Quentin Sock spent a week at home with a broken face because the surgeon couldn’t operate on someone who was drunk. The 6-foot-4 forward for the St. Thomas University men’s basketball team, was hit in the face by a tomahawk, while in fight at a party in Elsipogtog First Nation. The axe broke his orbital bone, nose and down near his teeth.
“It’s a really good reminder that I’m doing the right thing. I can keep doing this for the rest of my life or doing what I was doing before,” said the 29-year-old. “So in one way the shot to the face really helped me out.”
The second-year student plans on majoring in Native Studies. But he wasn’t always a goal driven student.
In 2005 he began try outs for the UNB Varsity Reds. Sock blew out his ankle, which left him unable to play ball for 15 months, and his life spiraled into partying and drinking.
“My low point was probably four years ago. I had no goals, no ambition. I was drinking. I was partying as much as I can, As long as I can,” said Sock. “It would go for weeks. I had no job.”
In 2011, Sock and some friends went out to a bar, and a fight broke out, leaving two men hospitalized. He and his friends were charged and Sock was sentenced to one-year probation. Later that year, he was partying when another fight broke out.

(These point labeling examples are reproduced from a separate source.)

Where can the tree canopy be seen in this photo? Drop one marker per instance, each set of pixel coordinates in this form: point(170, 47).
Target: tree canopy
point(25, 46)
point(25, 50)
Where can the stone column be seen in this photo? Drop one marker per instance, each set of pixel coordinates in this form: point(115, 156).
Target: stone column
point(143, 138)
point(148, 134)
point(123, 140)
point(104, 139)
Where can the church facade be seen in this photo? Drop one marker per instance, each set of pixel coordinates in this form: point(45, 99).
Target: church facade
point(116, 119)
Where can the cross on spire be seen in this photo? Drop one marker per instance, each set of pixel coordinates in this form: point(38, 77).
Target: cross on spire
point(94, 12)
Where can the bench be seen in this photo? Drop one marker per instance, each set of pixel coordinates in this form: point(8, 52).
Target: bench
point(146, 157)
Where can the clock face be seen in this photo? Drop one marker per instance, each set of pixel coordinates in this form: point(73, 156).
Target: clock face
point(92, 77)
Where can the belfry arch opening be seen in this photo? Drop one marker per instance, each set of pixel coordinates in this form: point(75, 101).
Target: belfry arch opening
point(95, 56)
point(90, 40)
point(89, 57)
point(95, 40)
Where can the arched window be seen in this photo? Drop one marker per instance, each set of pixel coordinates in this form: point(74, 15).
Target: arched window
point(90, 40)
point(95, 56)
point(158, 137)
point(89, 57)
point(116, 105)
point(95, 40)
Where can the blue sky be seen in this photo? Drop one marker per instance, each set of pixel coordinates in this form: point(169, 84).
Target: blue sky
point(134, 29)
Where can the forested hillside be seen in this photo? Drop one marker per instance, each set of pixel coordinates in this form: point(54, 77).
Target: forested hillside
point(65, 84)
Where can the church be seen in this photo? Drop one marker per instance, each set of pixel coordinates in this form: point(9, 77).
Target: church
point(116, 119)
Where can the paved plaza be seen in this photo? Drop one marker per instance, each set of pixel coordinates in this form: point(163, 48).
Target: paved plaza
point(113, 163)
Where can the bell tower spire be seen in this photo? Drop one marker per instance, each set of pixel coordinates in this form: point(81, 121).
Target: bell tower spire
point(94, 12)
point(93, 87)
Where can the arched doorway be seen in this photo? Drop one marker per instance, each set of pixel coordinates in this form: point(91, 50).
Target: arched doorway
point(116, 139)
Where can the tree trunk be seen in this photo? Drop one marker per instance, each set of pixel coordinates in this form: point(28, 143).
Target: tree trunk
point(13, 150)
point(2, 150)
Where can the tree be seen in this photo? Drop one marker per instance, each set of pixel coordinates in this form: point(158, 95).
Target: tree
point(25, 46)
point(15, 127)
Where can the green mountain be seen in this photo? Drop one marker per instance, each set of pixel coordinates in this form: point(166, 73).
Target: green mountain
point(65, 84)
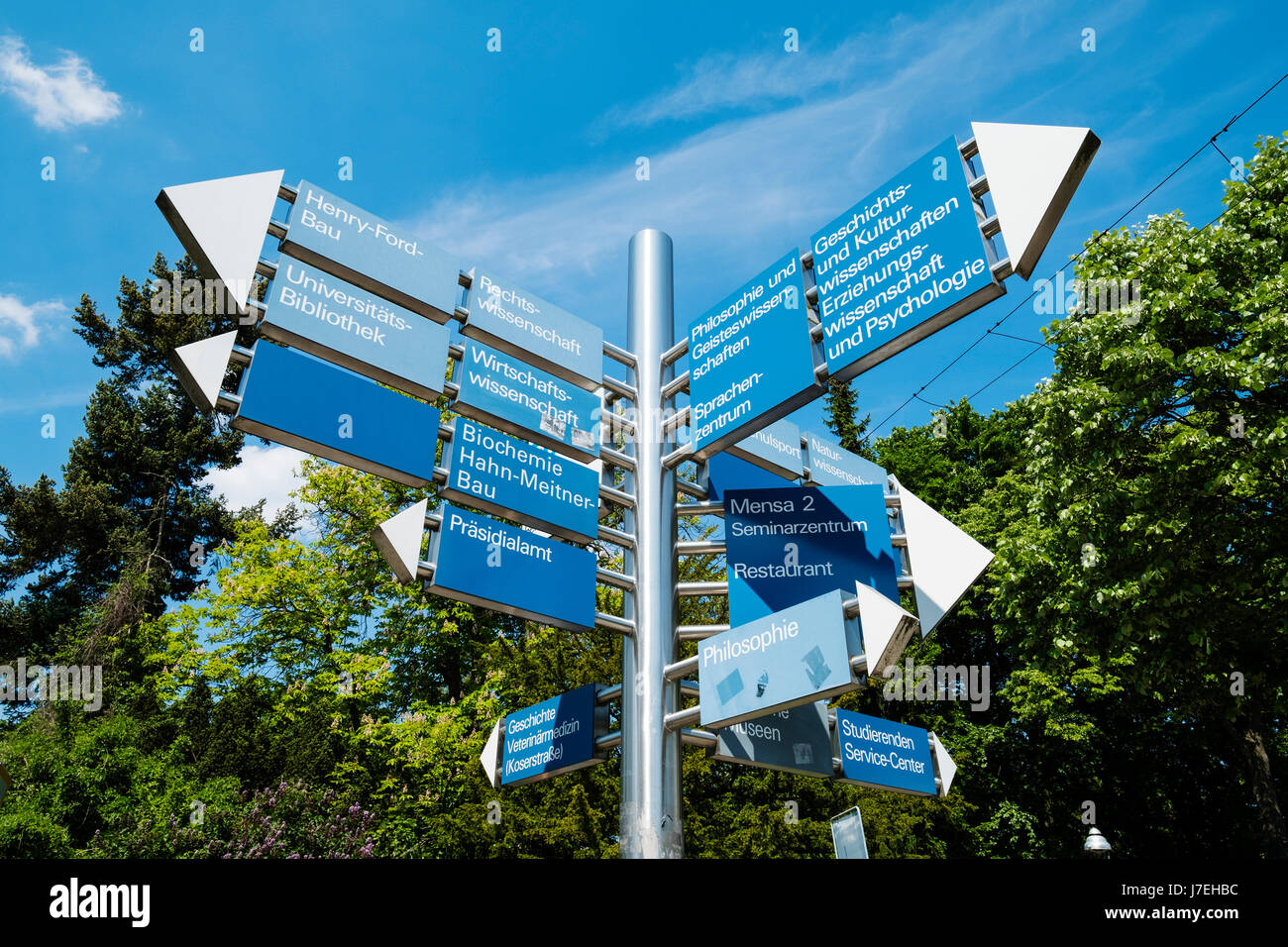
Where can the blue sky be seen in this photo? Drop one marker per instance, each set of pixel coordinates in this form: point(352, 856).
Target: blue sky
point(526, 158)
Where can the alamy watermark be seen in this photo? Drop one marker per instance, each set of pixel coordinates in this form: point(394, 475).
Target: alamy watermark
point(204, 298)
point(1059, 296)
point(84, 684)
point(939, 684)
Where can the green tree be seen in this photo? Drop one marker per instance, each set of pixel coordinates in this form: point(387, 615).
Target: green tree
point(1151, 556)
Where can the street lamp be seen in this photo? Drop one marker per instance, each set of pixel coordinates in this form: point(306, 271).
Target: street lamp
point(1096, 844)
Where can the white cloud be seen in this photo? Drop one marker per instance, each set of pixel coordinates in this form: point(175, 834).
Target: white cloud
point(60, 95)
point(265, 474)
point(46, 401)
point(20, 322)
point(739, 81)
point(750, 187)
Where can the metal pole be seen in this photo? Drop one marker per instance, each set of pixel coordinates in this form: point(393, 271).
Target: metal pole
point(651, 817)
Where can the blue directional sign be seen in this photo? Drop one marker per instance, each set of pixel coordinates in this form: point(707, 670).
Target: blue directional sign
point(514, 571)
point(334, 320)
point(794, 656)
point(831, 466)
point(726, 472)
point(797, 740)
point(511, 478)
point(501, 390)
point(382, 258)
point(884, 754)
point(750, 359)
point(791, 544)
point(901, 264)
point(524, 325)
point(776, 447)
point(553, 737)
point(295, 399)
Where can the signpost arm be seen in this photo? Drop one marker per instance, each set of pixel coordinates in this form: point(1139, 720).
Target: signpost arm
point(651, 815)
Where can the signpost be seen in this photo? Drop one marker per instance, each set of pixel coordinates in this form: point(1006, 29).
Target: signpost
point(750, 359)
point(794, 656)
point(500, 474)
point(791, 544)
point(355, 291)
point(902, 263)
point(297, 401)
point(333, 320)
point(549, 738)
point(513, 395)
point(829, 464)
point(884, 754)
point(797, 740)
point(514, 571)
point(526, 326)
point(725, 472)
point(382, 258)
point(848, 838)
point(776, 447)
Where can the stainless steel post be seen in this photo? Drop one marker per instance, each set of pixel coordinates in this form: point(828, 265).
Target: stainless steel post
point(651, 817)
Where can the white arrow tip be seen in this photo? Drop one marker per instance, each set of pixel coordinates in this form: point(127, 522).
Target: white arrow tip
point(201, 368)
point(1031, 174)
point(490, 758)
point(887, 629)
point(944, 766)
point(944, 561)
point(398, 538)
point(222, 224)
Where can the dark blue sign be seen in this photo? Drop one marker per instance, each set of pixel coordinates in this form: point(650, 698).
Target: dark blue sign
point(514, 571)
point(776, 447)
point(797, 740)
point(552, 737)
point(794, 656)
point(750, 359)
point(726, 472)
point(524, 325)
point(511, 478)
point(333, 320)
point(831, 466)
point(901, 264)
point(884, 754)
point(501, 390)
point(791, 544)
point(347, 241)
point(295, 399)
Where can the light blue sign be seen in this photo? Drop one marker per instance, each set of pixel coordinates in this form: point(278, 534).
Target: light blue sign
point(511, 478)
point(327, 317)
point(884, 754)
point(776, 449)
point(553, 737)
point(791, 544)
point(794, 656)
point(501, 390)
point(382, 258)
point(797, 740)
point(848, 838)
point(514, 571)
point(750, 359)
point(901, 264)
point(831, 466)
point(524, 325)
point(299, 401)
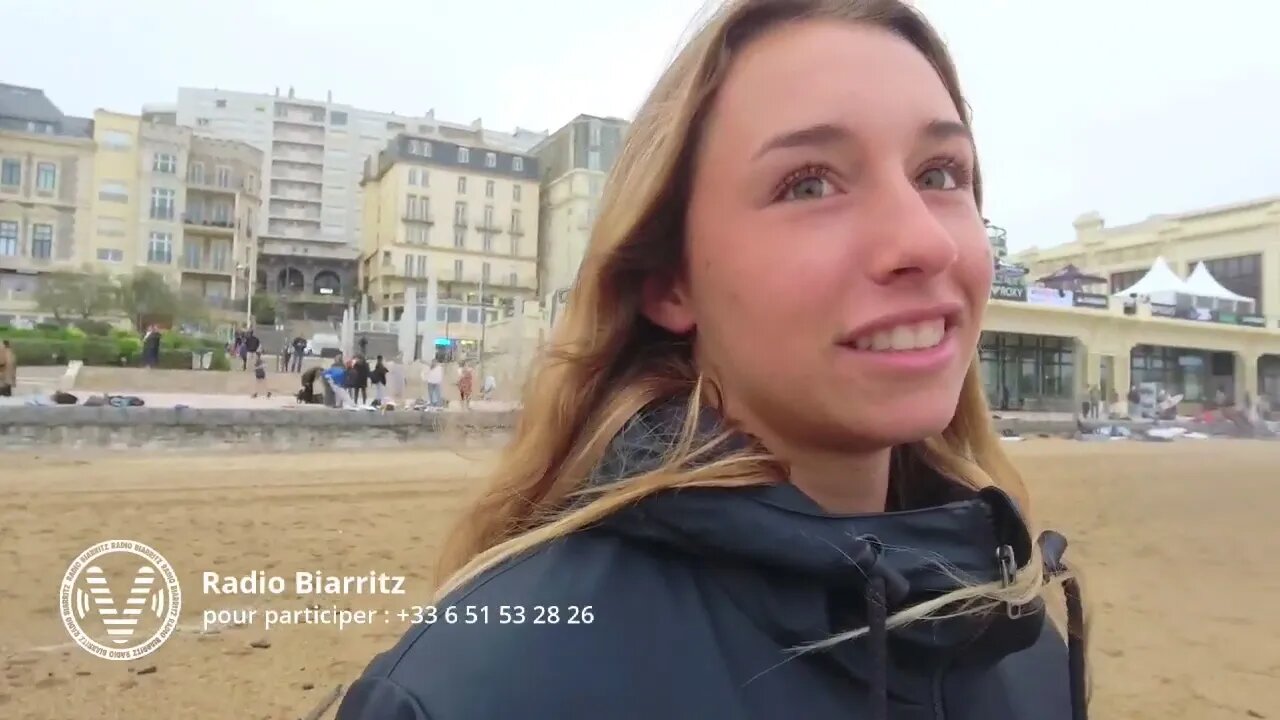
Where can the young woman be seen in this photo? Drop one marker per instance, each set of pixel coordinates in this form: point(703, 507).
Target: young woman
point(754, 477)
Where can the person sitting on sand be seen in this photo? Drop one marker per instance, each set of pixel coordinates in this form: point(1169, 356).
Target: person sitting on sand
point(684, 528)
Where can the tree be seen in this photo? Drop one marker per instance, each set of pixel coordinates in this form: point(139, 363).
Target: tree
point(82, 295)
point(146, 297)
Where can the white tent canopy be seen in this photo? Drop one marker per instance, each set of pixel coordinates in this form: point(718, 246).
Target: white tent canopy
point(1202, 283)
point(1161, 285)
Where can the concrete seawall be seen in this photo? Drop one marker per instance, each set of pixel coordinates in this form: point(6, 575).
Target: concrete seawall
point(156, 428)
point(77, 427)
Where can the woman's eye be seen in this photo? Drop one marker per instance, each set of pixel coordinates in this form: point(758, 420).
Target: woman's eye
point(937, 178)
point(808, 188)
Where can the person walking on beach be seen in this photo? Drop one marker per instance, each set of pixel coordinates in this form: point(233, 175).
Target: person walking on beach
point(434, 379)
point(300, 350)
point(251, 346)
point(8, 369)
point(726, 537)
point(466, 383)
point(378, 378)
point(151, 347)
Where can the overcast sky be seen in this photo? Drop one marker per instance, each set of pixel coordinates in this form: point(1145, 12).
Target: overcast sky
point(1125, 106)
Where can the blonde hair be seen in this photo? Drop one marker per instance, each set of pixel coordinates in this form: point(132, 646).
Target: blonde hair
point(604, 361)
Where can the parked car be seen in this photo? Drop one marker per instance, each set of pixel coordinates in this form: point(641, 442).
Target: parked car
point(325, 345)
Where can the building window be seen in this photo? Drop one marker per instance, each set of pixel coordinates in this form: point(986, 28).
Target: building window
point(1125, 279)
point(41, 241)
point(8, 238)
point(46, 177)
point(1240, 274)
point(164, 163)
point(161, 204)
point(10, 172)
point(115, 140)
point(160, 249)
point(113, 191)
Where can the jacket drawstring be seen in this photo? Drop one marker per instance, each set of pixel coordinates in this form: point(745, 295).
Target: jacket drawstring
point(877, 633)
point(1052, 548)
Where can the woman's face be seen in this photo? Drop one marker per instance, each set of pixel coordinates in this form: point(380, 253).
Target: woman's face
point(837, 265)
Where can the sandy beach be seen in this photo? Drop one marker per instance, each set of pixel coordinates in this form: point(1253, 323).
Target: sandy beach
point(1176, 541)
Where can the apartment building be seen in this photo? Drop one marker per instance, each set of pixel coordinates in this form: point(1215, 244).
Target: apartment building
point(45, 190)
point(575, 162)
point(176, 201)
point(465, 213)
point(312, 163)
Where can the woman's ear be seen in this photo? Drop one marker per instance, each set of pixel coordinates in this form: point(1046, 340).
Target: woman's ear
point(666, 304)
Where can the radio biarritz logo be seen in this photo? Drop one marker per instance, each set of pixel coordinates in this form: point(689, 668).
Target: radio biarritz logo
point(120, 600)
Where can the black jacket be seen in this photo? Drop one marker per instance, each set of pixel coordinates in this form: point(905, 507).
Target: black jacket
point(685, 606)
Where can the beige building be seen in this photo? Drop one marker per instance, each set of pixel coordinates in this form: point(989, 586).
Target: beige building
point(1045, 347)
point(575, 163)
point(178, 203)
point(1239, 245)
point(46, 168)
point(455, 209)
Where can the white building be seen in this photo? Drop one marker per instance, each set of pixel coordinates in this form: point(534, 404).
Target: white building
point(314, 153)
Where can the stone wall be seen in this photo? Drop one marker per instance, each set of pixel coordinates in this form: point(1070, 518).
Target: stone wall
point(154, 428)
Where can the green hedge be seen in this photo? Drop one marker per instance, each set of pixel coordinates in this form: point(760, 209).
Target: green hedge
point(56, 346)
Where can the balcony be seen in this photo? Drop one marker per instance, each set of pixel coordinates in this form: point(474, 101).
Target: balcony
point(279, 192)
point(429, 219)
point(300, 174)
point(279, 153)
point(300, 137)
point(210, 185)
point(295, 214)
point(206, 264)
point(208, 226)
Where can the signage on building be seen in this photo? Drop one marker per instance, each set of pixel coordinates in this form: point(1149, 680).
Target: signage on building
point(1015, 292)
point(1091, 300)
point(1050, 296)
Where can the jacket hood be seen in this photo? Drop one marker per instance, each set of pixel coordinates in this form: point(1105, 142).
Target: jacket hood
point(801, 573)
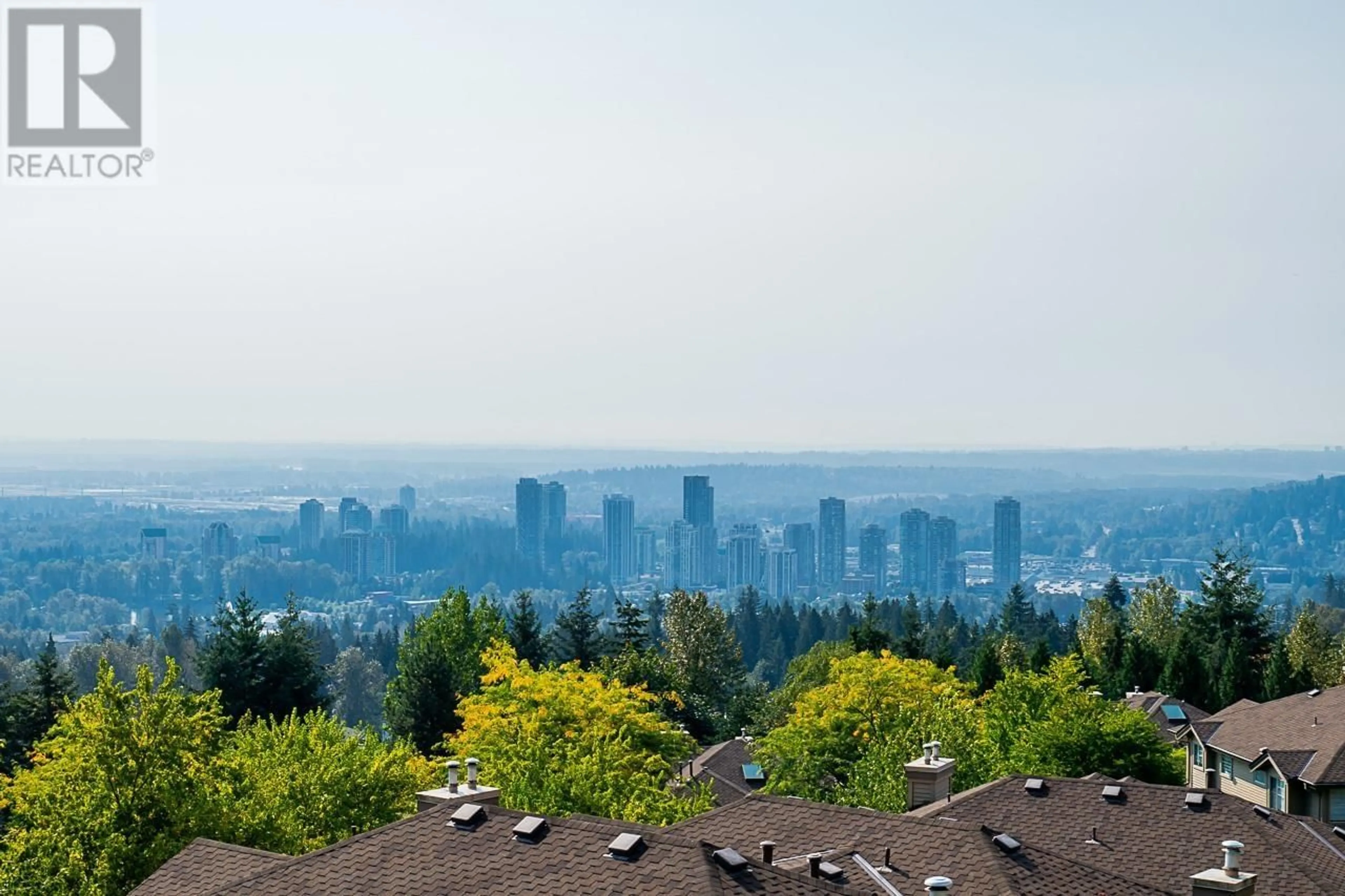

That’s when a man hit him with a tomahawk. They continued to fight and when it was done, Sock was covered in blood. His friends wrapped his tattered face in a sweater and got him help.
“I had no idea [I had been hit] so we called my folks and they rushed me over to the hospital, where they told me they couldn’t operate on me because I smelled like booze and they weren’t allowed to operate if I was drunk,” said Sock.
They stitched him up and sent him home. He spent a week with a broken face at his girlfriend’s house reflecting on life, and the decisions that got him there. After, a week he went back and had surgery. He now has metal plates running from the inside of his eye, one plate running mid-nose to mid-cheek, and another plate running from his temple to his cheek.
“I looked up at the ‘wife,’ and said ‘something has to change and something has to go.’ ‘So I turned my life around, and I stopped drinking.”
After his recovery, he knew he wanted to play basketball again. Sock had been playing ball since he was 15, and wanted to make another run at it. He ran into St. Thomas coach Dwight Dickinson, at a home game, and Dickinson encouraged him to come try out.
Sock was 250 pounds for his first practice and his old wound made it difficult to breathe, because one nostril is still messed up.
“Breathing through the nose I have to take deeper breaths, longer breaths, so it takes me a bit more time to recover, and breathing is different,” said Sock.
After the second practice he decided to lose weight. He dropped down to 215 and he made the team.
“It wasn’t until I got tossed the number 15 jersey at the game that I felt it was starting to be real. And then when I caught a pass at the top of the three-point line and pulled up and made the shot… it became real. And I have been riding that great feeling since and that was over two years ago,” said Sock. “I went from being close to death to feeling more alive than I ever felt before.”
He hopes to one day teach Mi’kmaq and Maliseet languages and that the St. Thomas University courses offered in Elsipogtog First Nation are expanded. He wants to be a mentor for young natives, and feels real change can be made if more First Nation’s students receive a post-secondary education. Sock’s advice to students is to set goals early, because after he’s done school he hopes to pursue another dream of his.
“I may enter the combine for the Canadian basketball league in Ottawa,” said Sock. “I promised myself I would play one year professionally before I give up, and the Canada league is probably the best shot I’ve got.”
Sock reflects on the fact someone tried to kill him, especially when it’s cold. Low pressure systems cause his face to hurt, but he would much rather focus on his goals.
“It often reminds me that life is too short to spend angry, and how I should be pursuing my goals.”